Sam813 commented 5 years ago

@Sam813 you are plotting multiple runs sequentially, as results.txt is not erased between runs. If you have zero losses for bounding box regresions, it means you have no bounding boxes to regress, which likely means you have no targets at all, and that the repo can not find your training data.

@glenn-jocher thank you for the help, If I am not mistaken what you said means my data is not prepared properly? But I have followed the steps to prepare the data. Moreover, I got this output picture for the test batch which confused me: image

Does it have any meaning for you? I guess the bounding boxes have been detected but the image is pure white? could you help to explain it a bit more?

glenn-jocher commented 5 years ago

@Sam813 no this is not correct, your data seems to be missing the images. The train_batch0.jpg file generated when training starts (for correctly prepared data) should look similar to this:

train_batch0.jpg train_batch0

Ai-is-light commented 5 years ago

@glenn-jocher would mind give me an example about "Box coordinates must be in normalized xywh format (from 0 - 1)." I'm a little bit confused about normalized xywh

sanazss commented 5 years ago

Dear glenn, I have satellite single channel data and a single class. I already followed the instruction on data preparation and provided bounding boxes; however, I still have two issues. First I want to load images which is different from loading other pictures and I should use gdal for that. then I want to resize them because their size is 512*512 at the moment as well as normalize them and convert them to tensor. The second issue is splitting them into training and validation set. I am following ultralytics code and would like to get some advice on customizing my data in the class LoadImages and class LoadImagesAndLabels(Dataset). Many thanks for any advice.Sanaz

glenn-jocher commented 5 years ago

@sanazss this repo handles all image loading, resizing, rescaling and augmentation for a variety of image formats including tif. I recommend you simply follow the example tutorials with your existing data.

sanazss commented 5 years ago

I downloade coco data and its structure is like two separate folders for images and labels each contain train and validation set. However I found that you put this path : def coco_class_count(path='coco/images/labels/train2014/'): while there is not any folder named labels in images folder. I am so confused about this structuring. And I think that is one of the reasons I cannot run the code properly on my images.

glenn-jocher commented 5 years ago

@sanazss you need to mirror the coco data structure properly to train. The python argument you mention has no place in this discussion, its not called at all during training.

Chida15 commented 5 years ago

hello, I just got 0% mAP all the time, what should I do to solve it?

glenn-jocher commented 5 years ago

@Chida15 start by reproducing the tutorial.

n0ct4li commented 4 years ago

Hi,

I try to apply the tutorial using kitti dataset.

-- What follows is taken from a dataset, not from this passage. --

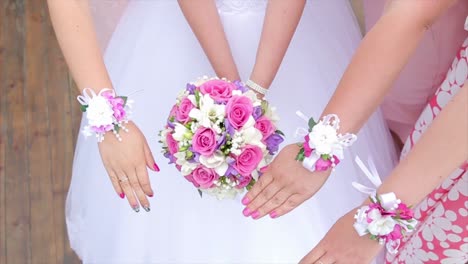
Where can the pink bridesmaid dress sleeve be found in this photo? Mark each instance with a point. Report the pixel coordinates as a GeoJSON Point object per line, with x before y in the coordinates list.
{"type": "Point", "coordinates": [441, 235]}
{"type": "Point", "coordinates": [426, 69]}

I have a GPU so I select device=0 in the train file, but when I am running it is still using the CPU. Anyone had trouble with this?

pbYolo Nvidia

glenn-jocher commented 4 years ago

@GotCstl PyTorch is unable to locate your GPU. You need to install PyTorch and CUDA correctly.

n0ct4li commented 4 years ago

I Manage to launch on GPU. But now I have the following error : PbYolo2

glenn-jocher commented 4 years ago

@GotCstl your data is likely not formatted correctly. Start from the tutorial dataset (i.e. coco_64img.data) and go from there.

n0ct4li commented 4 years ago

I am on windows and here is an extract of the text file for train img locations and Data file . Is there any problem?

pb4 pb5

n0ct4li commented 4 years ago

@glenn-jocher I mange the problem. Image size in config file and train file differs.

Just want to know, how can I get in a file the values for the bounding box coordinates prediction for each test image?

glenn-jocher commented 4 years ago

@n0ct4li detect.py lets you save outputs to a text file by setting save_txt=True: https://github.com/ultralytics/yolov3/blob/b62dc6f06a4288d759151ea8289da0908f64db2c/detect.py#L9

n0ct4li commented 4 years ago

@glenn-jocher Perfect. And last question, if I want to train on gray-scale images; I just have to set channels = 1 in the config file or is there others things to change? Like maybe number of trainable layers

edit : Got the following error with just changing the channel parameter to 1 pb6

glenn-jocher commented 4 years ago

@n0ct4li yes for greyscale images set channels=1 in your cfg file.

Beware you may not be able to preload a backbone this way.

n0ct4li commented 4 years ago

Why Am I getting an error?(I put channels=1)

GKDHurryUp commented 4 years ago

Thank for your sharing.I follow your tutorial and train my custom data on 2 classes, but I got low precison and low mAP. results

How to solve this problem?

oscarzasa commented 4 years ago

Hi,

I'm trying to train on my own custom data set for only one class but I get the following error: fail_classes I've trained with the same .cfg file on PyTorch before and I'm pretty sure my .data file and my .txt files are correct. But I'm not sure if I need to modify something in train.py to training for one class. I would really appreciate the help. Cheers

glenn-jocher commented 4 years ago

@oscarzasa see the single class tutorial in the wiki: https://github.com/ultralytics/yolov3/wiki

glenn-jocher commented 4 years ago

@GKDHurryUp read up on vision and ML and follow some of the common options: change your batch size, optimzer, hyperparameters, increase training data, img-size etc.

GKDHurryUp commented 4 years ago

Hi,

I'm trying to train on my own custom data set for only one class but I get the following error: fail_classes I've trained with the same .cfg file on PyTorch before and I'm pretty sure my .data file and my .txt files are correct. But I'm not sure if I need to modify something in train.py to training for one class. I would really appreciate the help. Cheers

Hi,

I'm trying to train on my own custom data set for only one class but I get the following error: fail_classes I've trained with the same .cfg file on PyTorch before and I'm pretty sure my .data file and my .txt files are correct. But I'm not sure if I need to modify something in train.py to training for one class. I would really appreciate the help. Cheers

I think you should check the classes and filters number around [yolo] in the .cfg file.There is no need to modify in train.py except some files path.

GKDHurryUp commented 4 years ago

@GKDHurryUp read up on vision and ML and follow some of the common options: change your batch size, optimzer, hyperparameters, increase training data, img-size etc.

Thank you a lot.I'll try it.

oscarzasa commented 4 years ago

@glenn-jocher thanks mate, I will. Cheers.

oscarzasa commented 4 years ago

@GKDHurryUp I already modified my .cfg file for one class and with the proper number of filters because I previously trained the same file using Darknet. But maybe I missing something else. Thanks tho.

houzeyu2683 commented 4 years ago

Does anyone known how to normalize the box xywh ? Or for example, an image size is (640,480,3), original box is (38, 75,20, 60)? What is the normalize result??

RajashekarY commented 4 years ago

Here you will find the solution @Hzyu810225

https://blog.goodaudience.com/part-1-preparing-data-before-training-yolo-v2-and-v3-deepfashion-dataset-3122cd7dd884

houzeyu2683 commented 4 years ago

Is it possible initial model weight before training model? i.e. I don't want to training model by load yolo.weight. I want random initial weight.